Moreover, Stocker argues that like human belief, many of the effects for which we are active and responsible could not, even in principle, be accomplished at will--in the same way one raises one's arm or Christ makes wine of water at Cana--that is, with disregard for the way the world is.

So for example, we should ask whether the explorer could will in that exceptionally strong way to discover a mountain just at that location. For if it is the willing which is operative, irrespective of the way world is--if, that is, willing to discover it there is sufficient to find it there--then this seems a case of creation, not discovery...For another case, consider making a replica. An artisan can be active and responsible in regard to making a replica of, say, the Tower of London...A miniature maker who acted simply at will in that extravagantly strong sense--i.e., who disregarded what the world, in particular the Tower, is like--would not be engaged in making a replica qua replica, even if what was produced was physically indistinguishable from a replica. (1982:413)

Active sensitivity and receptivity to the way the world is, are as much required of the explorer and artisan as of the believer. And discovery, like belief, is importantly passive.

It is clear then, that acting at will (in the sense of basic or nonbasic immediate voluntary control), cannot be required by responsibility for belief or for various accomplishments and conditions in general. On the contrary, our activity and responsi bility for a particular condition--such as belief--must take account of the way in which these conditions are embedded in, produced by, and conclude various practices and actions. Responsibility, then, as Alston and Stocker suggest, passes from the practices and actions to their results. It is an open question whether we can further push this point to say that the will is so shaped by practice and action that belief is acquired willingly, drawn to the intellect by the will as objects are drawn to the earth by gravity. If so, that is why we believe that p rather than doubt or hope that p. That is also the position of Aquinas, Jonathan Edwards, and John Henry Newman, I think, and, in another guise, Nietzsche and Foucault (cf. Ross 1984; St ump 1991; Edwards 1858b:1ff., 1858a:1-189; Newman 1979; Nehemas 1985:42-73; Deleuze 1983:94-110; Rouse 1994:92-114). I shall not dispute that point presently, however, for we have, I believe, already shown what we need in order to ground responsibility f or belief.

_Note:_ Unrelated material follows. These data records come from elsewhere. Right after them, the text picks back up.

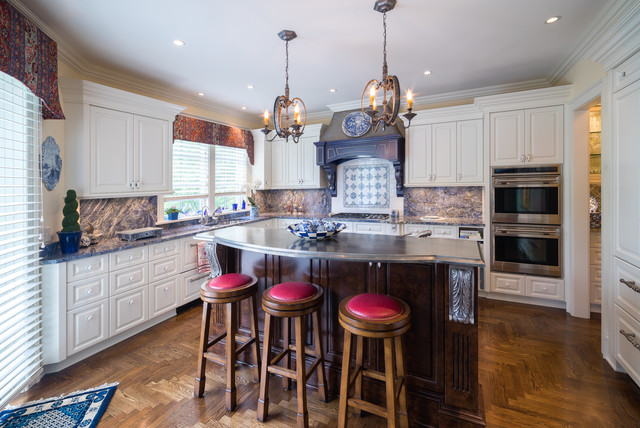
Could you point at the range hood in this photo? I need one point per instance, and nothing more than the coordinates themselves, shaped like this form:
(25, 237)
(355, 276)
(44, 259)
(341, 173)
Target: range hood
(334, 149)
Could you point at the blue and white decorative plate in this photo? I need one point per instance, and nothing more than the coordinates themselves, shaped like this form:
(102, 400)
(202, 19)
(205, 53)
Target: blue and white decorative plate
(355, 124)
(51, 163)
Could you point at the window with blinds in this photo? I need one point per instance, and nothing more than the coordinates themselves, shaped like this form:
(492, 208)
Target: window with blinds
(20, 238)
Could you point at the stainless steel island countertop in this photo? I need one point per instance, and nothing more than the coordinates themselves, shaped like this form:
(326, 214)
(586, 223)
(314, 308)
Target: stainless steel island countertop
(349, 246)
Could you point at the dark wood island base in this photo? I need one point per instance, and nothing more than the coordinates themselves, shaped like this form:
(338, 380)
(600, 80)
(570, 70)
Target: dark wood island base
(441, 347)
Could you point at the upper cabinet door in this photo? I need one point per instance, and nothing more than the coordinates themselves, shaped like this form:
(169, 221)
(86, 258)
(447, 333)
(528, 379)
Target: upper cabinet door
(507, 138)
(543, 138)
(418, 156)
(112, 149)
(626, 173)
(153, 155)
(470, 152)
(443, 149)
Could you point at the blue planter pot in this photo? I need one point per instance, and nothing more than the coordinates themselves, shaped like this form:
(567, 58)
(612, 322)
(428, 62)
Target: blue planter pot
(69, 241)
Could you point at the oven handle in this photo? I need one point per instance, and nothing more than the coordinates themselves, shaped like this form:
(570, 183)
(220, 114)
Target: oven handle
(525, 181)
(527, 232)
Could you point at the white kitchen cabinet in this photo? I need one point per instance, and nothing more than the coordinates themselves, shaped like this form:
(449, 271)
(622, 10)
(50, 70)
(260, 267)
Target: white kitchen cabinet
(290, 165)
(445, 153)
(119, 143)
(530, 136)
(527, 285)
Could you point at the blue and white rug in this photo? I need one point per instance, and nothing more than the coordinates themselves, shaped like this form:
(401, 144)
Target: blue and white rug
(80, 409)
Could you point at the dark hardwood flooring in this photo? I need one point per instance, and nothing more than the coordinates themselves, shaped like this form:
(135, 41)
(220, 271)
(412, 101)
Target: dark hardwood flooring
(539, 367)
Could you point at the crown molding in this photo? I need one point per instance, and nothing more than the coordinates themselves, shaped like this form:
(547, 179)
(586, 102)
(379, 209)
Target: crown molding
(526, 99)
(426, 100)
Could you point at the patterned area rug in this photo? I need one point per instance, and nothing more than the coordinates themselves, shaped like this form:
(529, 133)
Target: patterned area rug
(81, 409)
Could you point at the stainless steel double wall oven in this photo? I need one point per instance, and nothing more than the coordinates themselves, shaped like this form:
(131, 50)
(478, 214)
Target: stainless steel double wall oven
(526, 213)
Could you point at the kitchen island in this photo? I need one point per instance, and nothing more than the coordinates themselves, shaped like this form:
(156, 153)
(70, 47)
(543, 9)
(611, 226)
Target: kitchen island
(437, 277)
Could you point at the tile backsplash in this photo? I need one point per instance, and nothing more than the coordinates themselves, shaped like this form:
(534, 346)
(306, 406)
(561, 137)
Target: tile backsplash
(366, 184)
(111, 215)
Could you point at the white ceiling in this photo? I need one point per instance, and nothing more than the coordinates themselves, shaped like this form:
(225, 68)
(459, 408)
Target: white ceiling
(468, 44)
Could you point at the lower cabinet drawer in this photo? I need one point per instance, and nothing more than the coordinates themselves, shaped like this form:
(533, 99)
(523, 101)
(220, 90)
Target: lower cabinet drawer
(90, 290)
(128, 310)
(190, 283)
(627, 342)
(87, 326)
(506, 283)
(546, 288)
(163, 296)
(163, 268)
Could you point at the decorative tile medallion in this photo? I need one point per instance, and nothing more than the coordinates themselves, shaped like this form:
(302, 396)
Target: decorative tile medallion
(367, 184)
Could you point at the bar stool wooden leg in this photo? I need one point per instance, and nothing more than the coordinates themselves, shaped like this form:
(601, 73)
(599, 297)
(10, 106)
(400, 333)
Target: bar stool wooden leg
(360, 368)
(253, 311)
(198, 390)
(263, 401)
(320, 372)
(286, 341)
(402, 388)
(230, 392)
(390, 378)
(344, 380)
(301, 375)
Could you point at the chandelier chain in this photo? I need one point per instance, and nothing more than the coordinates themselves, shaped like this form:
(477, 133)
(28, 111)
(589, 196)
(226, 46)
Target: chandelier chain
(385, 70)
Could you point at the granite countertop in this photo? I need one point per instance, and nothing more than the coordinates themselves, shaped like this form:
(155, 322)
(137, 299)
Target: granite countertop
(110, 245)
(349, 246)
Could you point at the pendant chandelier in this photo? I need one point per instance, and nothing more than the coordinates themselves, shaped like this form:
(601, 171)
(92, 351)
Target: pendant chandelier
(282, 105)
(387, 113)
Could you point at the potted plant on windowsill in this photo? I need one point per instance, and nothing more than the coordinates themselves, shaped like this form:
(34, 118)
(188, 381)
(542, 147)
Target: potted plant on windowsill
(71, 233)
(172, 213)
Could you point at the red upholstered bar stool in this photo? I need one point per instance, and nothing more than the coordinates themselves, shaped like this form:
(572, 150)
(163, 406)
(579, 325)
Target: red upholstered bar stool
(292, 300)
(229, 289)
(375, 316)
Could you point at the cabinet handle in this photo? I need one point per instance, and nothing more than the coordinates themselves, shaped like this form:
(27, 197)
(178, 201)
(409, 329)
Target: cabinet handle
(199, 277)
(631, 338)
(631, 284)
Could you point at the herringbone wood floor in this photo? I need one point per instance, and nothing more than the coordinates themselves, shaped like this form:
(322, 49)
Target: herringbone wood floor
(539, 367)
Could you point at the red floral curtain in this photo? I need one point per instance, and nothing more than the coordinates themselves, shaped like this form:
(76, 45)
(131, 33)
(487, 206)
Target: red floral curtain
(202, 131)
(30, 56)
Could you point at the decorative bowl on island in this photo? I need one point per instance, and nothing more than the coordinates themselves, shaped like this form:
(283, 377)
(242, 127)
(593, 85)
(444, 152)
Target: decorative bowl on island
(316, 229)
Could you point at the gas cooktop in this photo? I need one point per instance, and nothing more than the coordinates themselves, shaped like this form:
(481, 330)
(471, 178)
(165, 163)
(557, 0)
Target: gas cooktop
(361, 216)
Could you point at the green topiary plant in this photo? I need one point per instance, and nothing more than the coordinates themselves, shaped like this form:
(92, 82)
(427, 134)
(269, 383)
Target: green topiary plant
(70, 212)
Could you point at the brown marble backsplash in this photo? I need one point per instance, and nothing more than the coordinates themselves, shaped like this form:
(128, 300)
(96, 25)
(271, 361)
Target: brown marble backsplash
(461, 202)
(312, 201)
(111, 215)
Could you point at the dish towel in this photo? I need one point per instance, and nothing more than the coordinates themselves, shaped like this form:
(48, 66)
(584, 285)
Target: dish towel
(203, 263)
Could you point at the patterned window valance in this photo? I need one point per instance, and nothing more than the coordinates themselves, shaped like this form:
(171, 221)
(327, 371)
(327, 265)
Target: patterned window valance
(30, 56)
(202, 131)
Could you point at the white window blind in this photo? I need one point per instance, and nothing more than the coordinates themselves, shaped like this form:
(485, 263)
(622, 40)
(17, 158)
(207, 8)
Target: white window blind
(20, 238)
(190, 170)
(231, 169)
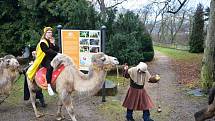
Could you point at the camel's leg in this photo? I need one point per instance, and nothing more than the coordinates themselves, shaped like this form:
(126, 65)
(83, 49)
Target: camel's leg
(66, 99)
(32, 90)
(59, 114)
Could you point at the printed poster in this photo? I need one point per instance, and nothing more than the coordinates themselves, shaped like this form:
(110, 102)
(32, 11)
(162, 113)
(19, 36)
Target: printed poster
(80, 45)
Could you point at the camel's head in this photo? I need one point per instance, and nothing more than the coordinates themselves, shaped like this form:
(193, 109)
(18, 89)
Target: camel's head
(102, 61)
(60, 59)
(10, 62)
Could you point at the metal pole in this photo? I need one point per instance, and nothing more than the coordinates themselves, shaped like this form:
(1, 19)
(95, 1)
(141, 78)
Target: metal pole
(59, 27)
(103, 37)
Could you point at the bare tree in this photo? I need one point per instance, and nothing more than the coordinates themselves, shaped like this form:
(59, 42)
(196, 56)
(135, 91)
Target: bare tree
(208, 68)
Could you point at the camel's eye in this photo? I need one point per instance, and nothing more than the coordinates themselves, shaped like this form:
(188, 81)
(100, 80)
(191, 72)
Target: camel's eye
(103, 58)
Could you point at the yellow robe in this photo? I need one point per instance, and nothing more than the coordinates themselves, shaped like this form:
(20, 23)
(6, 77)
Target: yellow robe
(39, 57)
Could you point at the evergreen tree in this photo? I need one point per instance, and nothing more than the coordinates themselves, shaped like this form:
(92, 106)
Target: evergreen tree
(197, 34)
(130, 42)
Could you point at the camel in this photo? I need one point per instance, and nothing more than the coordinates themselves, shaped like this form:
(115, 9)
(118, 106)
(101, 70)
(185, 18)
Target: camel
(9, 72)
(71, 80)
(209, 111)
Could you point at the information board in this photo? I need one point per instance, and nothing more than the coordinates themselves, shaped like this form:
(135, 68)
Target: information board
(80, 45)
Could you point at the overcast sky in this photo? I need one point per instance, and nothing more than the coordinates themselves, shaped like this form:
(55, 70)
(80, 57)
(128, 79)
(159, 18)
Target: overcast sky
(135, 4)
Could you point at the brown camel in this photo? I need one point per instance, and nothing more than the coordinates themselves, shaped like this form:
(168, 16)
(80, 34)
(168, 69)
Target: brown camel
(209, 111)
(9, 72)
(71, 79)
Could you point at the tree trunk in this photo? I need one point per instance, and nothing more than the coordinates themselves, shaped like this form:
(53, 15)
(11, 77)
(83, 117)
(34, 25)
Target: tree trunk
(208, 67)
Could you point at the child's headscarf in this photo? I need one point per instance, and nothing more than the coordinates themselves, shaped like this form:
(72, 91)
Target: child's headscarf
(139, 77)
(45, 30)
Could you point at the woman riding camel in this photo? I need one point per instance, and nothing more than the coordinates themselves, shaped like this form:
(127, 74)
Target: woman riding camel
(46, 50)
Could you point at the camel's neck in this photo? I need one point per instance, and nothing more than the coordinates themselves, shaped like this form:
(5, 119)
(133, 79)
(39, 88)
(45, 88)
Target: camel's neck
(93, 83)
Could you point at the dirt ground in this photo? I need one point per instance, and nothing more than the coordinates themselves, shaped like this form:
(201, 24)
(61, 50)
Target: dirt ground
(176, 104)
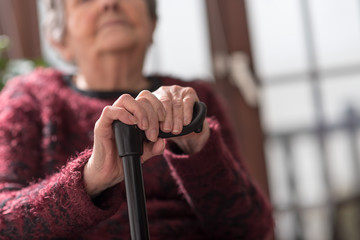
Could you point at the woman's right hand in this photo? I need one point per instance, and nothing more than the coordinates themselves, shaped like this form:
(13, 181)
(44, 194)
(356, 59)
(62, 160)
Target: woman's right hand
(104, 168)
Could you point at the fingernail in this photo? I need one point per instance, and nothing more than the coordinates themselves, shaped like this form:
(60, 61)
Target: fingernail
(153, 135)
(177, 128)
(167, 126)
(145, 123)
(187, 121)
(133, 119)
(161, 115)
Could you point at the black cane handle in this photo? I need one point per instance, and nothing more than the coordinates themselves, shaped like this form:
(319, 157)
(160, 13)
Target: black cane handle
(129, 138)
(129, 142)
(199, 114)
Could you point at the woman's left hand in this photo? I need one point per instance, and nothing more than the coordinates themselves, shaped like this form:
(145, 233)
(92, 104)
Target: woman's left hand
(178, 103)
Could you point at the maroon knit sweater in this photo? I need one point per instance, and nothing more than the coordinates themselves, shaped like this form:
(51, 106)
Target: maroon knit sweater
(46, 135)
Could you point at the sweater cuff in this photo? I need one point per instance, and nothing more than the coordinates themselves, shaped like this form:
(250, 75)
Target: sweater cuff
(211, 157)
(86, 210)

Proper assessment of human responsibility calls for a proper assessment of human life and practice. Deceptively simple cases of responsibility and activity--raising one's arm, opening a door, holding one's breath--ought not to serve as paradigms for the whole of responsibility and activity. Perhaps acting at will is more the special case than the general concept. In any case, we must keep in mind the nature of responsibility--we are the created Images of God and it is to the Archetype that we are responsible (Ge 1:26-20). Nevertheless, we must remember that we are created Images and not the Archetype. We lack omnipotence and fall far short of pure act. For us there are times and seasons:

a time to weep and a time to laugh;
a time for mourning and a time for dancing;
a time to scatter stones and a time to gather them;
a time to embrace and a time to refrain from embracing;
a time to seek and a time to lose;
a time to keep and a time to throw away;
a time to tear and a time to mend
a time for silence and a time for speech...
(Ecclesiastes 3:4-7)

We labor in time, by activities, acquiring habits, engaging practices, and with more or less success. To see all responsibility located in simple acts of will is to yield to the temptation to see ourselves as gods.